Expanding Our Expressions Of Worship
Four years ago we formed a creative team at our church—Journey Church in Franklin, Tennessee. The team included a graphic designer, a producer, musicians, painters, and pastors. We called ourselves “Cartography” because we were mapping the creative path of worship for our community.
We wanted to move beyond just music and the spoken word to incorporating other expressions of worship such as painting, prayer, communion, writing, giving, and silence.
All of this resulted from asking, “Would people experience greater freedom in worship if they were given more ways in which to express their worship?”
That one question fueled our group and led to even more questions…
What if the communion table were always available? What if we created a space in the room where people could go and pray? What if we made offering “baskets” a part of the response time so that the worshiper could give at the moment he/she felt God compelling them to do so? What if worship was actually left up to the worshiper and not the worship leader? Would we finally experience true freedom in worship?

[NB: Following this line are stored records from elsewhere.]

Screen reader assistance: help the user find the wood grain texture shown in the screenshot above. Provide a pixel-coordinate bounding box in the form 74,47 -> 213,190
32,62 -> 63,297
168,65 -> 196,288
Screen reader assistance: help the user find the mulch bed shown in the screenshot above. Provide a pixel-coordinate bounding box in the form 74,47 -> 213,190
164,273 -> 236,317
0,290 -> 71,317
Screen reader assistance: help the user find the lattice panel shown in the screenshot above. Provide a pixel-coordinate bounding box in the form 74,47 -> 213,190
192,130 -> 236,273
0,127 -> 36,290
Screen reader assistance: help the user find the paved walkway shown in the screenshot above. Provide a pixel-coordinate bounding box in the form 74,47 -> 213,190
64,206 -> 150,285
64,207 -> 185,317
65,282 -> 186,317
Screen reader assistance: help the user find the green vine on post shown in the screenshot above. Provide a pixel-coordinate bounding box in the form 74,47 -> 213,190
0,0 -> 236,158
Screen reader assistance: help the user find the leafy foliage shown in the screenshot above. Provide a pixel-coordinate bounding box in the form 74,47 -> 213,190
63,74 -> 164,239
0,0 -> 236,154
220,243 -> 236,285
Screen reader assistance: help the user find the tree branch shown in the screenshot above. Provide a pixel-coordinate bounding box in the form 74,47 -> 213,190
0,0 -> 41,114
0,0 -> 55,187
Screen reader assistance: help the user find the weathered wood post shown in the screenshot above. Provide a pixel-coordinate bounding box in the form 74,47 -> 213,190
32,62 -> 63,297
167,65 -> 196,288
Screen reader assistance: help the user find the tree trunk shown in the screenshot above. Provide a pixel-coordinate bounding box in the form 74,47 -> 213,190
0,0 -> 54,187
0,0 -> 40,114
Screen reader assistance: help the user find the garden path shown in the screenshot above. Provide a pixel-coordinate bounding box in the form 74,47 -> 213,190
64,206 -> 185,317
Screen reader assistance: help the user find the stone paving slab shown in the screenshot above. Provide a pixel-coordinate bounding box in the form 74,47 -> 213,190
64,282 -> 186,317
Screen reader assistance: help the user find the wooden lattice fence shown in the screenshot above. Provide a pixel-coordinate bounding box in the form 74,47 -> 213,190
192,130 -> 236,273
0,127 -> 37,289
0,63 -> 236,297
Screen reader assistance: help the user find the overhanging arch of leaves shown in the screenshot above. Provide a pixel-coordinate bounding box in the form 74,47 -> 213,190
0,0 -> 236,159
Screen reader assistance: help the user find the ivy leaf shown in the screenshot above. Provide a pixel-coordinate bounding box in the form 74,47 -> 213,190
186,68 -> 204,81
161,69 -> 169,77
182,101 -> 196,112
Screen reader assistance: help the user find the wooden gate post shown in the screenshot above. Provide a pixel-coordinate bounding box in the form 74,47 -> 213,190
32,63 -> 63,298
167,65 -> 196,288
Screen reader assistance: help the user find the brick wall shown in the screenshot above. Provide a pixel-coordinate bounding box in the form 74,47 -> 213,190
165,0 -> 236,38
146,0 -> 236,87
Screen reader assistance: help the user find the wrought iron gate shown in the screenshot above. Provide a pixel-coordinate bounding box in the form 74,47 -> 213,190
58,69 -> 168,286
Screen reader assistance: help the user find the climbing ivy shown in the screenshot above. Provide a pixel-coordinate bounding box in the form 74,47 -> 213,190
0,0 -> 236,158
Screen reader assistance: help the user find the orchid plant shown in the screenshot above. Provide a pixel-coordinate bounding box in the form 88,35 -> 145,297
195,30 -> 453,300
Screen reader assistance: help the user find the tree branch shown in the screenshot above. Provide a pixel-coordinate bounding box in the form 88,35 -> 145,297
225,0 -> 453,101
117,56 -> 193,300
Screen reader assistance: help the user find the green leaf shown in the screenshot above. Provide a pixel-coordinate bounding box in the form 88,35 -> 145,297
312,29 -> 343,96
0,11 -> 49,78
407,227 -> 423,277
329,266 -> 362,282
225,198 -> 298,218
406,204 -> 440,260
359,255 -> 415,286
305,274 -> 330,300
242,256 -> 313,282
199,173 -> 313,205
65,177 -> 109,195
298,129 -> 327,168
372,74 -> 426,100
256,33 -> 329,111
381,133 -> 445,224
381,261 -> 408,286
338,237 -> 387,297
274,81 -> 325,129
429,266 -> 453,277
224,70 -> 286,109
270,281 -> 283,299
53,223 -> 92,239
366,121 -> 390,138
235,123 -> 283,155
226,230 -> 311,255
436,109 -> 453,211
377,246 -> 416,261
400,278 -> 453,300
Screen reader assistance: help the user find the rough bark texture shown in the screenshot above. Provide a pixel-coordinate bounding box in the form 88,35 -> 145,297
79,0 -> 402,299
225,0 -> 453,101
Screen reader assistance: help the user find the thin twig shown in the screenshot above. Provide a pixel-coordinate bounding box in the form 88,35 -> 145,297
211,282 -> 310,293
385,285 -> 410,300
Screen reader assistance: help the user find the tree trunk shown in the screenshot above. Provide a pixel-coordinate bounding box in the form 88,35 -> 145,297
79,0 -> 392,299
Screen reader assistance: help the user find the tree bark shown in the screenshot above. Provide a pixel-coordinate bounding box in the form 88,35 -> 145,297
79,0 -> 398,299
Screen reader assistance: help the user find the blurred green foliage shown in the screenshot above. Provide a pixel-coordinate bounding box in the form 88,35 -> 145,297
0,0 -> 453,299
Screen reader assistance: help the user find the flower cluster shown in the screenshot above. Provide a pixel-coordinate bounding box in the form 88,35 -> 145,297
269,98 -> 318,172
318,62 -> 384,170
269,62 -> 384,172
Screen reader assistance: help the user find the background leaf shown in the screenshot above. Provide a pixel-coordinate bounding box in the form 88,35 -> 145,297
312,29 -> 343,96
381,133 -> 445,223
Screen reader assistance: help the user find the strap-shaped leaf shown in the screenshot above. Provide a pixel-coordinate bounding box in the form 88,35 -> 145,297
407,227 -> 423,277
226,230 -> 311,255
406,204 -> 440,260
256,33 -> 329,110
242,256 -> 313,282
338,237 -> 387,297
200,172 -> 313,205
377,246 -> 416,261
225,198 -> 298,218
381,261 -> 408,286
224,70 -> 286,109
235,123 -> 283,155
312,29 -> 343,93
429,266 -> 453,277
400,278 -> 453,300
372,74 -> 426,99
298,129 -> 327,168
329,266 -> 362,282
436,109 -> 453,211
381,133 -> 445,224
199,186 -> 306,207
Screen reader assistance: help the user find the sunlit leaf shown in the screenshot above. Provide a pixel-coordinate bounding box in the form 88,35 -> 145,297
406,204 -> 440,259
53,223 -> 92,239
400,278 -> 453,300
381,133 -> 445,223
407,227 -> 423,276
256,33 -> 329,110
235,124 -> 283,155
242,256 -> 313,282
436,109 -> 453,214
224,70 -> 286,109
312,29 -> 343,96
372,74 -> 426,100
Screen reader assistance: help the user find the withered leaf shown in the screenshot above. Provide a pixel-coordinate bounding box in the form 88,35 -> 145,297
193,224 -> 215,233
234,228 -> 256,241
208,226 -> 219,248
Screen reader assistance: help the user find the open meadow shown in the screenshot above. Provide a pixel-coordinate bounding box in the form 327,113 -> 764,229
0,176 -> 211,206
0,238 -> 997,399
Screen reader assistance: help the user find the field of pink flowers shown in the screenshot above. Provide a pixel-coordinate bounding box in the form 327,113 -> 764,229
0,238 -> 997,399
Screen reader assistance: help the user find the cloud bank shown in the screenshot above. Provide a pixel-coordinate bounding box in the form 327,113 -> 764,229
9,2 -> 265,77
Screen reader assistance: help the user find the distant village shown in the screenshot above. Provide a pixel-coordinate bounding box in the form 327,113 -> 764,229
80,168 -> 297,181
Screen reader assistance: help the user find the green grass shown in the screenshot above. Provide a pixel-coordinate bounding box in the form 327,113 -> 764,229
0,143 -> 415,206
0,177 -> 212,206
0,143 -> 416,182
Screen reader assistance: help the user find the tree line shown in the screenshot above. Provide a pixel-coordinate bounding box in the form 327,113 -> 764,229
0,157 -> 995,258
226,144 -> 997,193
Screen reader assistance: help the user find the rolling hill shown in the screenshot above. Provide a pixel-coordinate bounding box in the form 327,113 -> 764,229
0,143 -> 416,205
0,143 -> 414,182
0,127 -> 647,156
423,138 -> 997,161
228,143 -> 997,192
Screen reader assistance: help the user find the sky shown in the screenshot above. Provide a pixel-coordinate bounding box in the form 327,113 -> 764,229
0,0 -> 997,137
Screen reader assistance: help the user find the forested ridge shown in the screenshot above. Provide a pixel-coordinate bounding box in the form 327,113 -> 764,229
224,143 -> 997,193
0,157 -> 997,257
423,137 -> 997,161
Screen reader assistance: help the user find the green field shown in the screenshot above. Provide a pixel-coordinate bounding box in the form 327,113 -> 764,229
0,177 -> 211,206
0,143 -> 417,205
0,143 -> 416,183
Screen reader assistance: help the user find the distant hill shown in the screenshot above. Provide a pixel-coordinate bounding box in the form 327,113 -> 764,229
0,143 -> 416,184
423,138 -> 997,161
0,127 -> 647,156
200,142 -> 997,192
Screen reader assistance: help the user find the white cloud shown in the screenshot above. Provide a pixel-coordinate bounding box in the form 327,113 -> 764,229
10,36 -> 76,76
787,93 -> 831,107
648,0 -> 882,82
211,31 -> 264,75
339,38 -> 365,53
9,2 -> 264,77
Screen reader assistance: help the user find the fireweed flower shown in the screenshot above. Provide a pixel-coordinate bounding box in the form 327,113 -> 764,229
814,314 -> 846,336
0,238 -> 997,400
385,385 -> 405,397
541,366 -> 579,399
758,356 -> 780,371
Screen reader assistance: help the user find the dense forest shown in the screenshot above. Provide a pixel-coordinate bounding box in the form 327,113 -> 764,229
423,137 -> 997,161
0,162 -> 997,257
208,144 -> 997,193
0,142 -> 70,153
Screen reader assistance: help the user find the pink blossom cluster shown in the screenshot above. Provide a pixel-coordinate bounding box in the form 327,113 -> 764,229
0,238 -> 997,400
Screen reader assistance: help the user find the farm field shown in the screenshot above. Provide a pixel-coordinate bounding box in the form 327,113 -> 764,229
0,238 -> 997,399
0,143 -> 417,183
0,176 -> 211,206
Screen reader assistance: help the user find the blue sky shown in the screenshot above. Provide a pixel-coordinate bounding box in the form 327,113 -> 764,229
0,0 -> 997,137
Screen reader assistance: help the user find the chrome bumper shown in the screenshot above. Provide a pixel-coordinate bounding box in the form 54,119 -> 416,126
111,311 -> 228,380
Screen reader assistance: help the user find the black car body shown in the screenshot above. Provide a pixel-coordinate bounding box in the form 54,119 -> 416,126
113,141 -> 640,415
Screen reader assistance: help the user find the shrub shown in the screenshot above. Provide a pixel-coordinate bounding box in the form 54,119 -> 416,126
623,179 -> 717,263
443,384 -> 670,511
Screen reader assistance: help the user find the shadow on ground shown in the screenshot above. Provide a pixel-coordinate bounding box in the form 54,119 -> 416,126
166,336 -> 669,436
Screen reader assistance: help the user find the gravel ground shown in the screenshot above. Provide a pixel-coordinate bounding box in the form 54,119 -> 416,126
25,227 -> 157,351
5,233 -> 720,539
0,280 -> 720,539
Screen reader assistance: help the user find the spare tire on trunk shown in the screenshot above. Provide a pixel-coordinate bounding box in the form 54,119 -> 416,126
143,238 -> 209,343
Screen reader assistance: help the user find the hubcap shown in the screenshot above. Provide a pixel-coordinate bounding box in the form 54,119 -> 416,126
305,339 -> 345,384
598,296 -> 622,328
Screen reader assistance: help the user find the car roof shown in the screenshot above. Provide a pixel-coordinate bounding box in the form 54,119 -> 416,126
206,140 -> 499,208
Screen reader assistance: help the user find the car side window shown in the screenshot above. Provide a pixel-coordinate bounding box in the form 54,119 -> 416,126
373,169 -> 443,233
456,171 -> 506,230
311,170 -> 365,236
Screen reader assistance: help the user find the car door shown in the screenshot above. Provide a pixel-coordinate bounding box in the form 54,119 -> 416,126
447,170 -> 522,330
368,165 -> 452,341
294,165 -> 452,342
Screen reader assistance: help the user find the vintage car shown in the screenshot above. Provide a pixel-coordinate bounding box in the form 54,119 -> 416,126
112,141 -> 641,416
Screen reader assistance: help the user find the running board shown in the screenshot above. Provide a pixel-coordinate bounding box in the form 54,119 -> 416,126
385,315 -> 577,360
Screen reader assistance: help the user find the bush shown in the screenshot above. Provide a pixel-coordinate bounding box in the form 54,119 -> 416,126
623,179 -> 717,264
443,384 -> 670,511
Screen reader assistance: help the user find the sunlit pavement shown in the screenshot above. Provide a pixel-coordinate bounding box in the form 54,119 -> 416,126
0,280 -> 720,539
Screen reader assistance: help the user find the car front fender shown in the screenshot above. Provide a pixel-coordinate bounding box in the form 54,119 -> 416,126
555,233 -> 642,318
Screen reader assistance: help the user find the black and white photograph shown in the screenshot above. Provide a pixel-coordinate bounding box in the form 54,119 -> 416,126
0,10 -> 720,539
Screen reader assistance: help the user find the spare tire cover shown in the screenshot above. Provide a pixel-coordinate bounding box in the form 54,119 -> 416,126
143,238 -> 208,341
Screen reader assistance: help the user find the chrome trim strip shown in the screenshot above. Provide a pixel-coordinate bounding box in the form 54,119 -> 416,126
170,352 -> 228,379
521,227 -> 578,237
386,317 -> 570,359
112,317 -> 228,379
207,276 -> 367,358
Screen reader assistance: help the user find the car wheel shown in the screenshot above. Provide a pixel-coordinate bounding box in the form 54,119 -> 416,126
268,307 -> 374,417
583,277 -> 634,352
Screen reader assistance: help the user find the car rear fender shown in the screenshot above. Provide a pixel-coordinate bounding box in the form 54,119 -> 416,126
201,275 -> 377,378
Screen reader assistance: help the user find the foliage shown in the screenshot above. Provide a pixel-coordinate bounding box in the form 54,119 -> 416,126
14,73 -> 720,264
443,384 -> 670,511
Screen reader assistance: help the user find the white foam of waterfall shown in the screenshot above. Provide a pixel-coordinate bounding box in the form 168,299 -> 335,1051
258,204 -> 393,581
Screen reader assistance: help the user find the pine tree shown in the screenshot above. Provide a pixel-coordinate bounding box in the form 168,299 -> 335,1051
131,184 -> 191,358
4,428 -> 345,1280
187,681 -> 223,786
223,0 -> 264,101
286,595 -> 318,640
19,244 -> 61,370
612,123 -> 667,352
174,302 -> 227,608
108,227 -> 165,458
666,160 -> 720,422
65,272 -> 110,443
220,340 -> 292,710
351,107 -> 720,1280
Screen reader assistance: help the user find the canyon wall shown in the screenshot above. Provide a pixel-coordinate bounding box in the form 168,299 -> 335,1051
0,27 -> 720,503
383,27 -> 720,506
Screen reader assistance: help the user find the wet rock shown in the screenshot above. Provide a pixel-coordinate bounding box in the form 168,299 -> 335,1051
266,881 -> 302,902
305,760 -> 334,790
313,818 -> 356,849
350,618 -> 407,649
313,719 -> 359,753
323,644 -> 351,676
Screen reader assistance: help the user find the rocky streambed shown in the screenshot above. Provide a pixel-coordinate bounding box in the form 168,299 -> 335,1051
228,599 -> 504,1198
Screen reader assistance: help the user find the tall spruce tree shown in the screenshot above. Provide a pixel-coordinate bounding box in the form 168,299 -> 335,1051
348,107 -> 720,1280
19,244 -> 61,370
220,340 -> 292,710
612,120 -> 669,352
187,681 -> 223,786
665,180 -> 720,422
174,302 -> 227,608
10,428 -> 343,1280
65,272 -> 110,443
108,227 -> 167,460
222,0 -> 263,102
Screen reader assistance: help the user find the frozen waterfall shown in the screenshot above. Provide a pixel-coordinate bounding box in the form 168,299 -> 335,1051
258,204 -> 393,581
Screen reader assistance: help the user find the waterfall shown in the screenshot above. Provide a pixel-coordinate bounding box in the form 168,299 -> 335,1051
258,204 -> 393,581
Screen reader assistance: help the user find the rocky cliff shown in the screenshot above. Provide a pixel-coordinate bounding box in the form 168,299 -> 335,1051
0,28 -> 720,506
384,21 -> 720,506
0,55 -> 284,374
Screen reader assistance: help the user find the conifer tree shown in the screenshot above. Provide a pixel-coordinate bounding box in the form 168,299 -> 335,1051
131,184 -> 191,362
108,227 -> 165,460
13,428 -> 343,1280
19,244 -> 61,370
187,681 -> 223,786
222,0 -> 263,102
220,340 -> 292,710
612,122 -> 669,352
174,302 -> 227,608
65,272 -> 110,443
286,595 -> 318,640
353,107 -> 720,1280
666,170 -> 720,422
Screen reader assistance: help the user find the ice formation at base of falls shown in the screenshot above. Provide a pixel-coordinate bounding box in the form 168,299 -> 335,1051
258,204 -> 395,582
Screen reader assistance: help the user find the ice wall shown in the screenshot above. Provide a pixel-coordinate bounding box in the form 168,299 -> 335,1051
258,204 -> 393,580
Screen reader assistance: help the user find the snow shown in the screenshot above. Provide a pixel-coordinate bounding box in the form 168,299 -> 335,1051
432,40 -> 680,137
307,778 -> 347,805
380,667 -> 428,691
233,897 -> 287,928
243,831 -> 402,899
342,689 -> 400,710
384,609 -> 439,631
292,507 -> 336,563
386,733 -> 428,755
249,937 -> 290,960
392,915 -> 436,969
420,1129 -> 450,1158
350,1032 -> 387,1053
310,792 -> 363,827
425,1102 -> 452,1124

The answer to that final question is:
Since expanding the way that we worship and the very way we view and define worship, we have watched our community grow out of a place of discomfort and into a space of freedom. Music is now only one of the ways that we worship at Journey. During response times within our gatherings, you will see people scattered around the room. They may be lined up to take the Lord’s Supper. They might be coming forward, often with their families, to give offerings. Some may be kneeling and praying, alone or with others. You might see some journaling while others are standing and singing. And some may be sitting quietly.
As worship leaders and church leaders, we understand that this approach may not be the solution for everyone. But, we have learned that it is important to begin asking questions and exploring the answers together.
Mark Pierson, a pastor and author from New Zealand, talks about this in a book titled The Art of Curating Worship. His premise is that to be our most effective in facilitating and planning a worship gathering of any kind, we must answer two questions based on the mission and people whom we are leading. First, we must ask ourselves “what is church?” and then, “what is worship?”
If we can answer these basic questions for our communities and the groups we lead, then we will begin to see unique ways in which God is calling us to worship. Our churches, and especially, our youth groups, are filled with creative people. And our corporate, collective worship should reflect this, though it may (and should!) look very different depending on each community.
Psalm 149:4 tells us that “the Lord takes delight in His people.” He finds joy in us and in our expressions of love for Him. Please consider exploring new ways to express your worship, both personally and in corporate gatherings as you lead others.
Remember, there is great freedom in being allowed to try new things even if—and sometimes, especially if—they fail.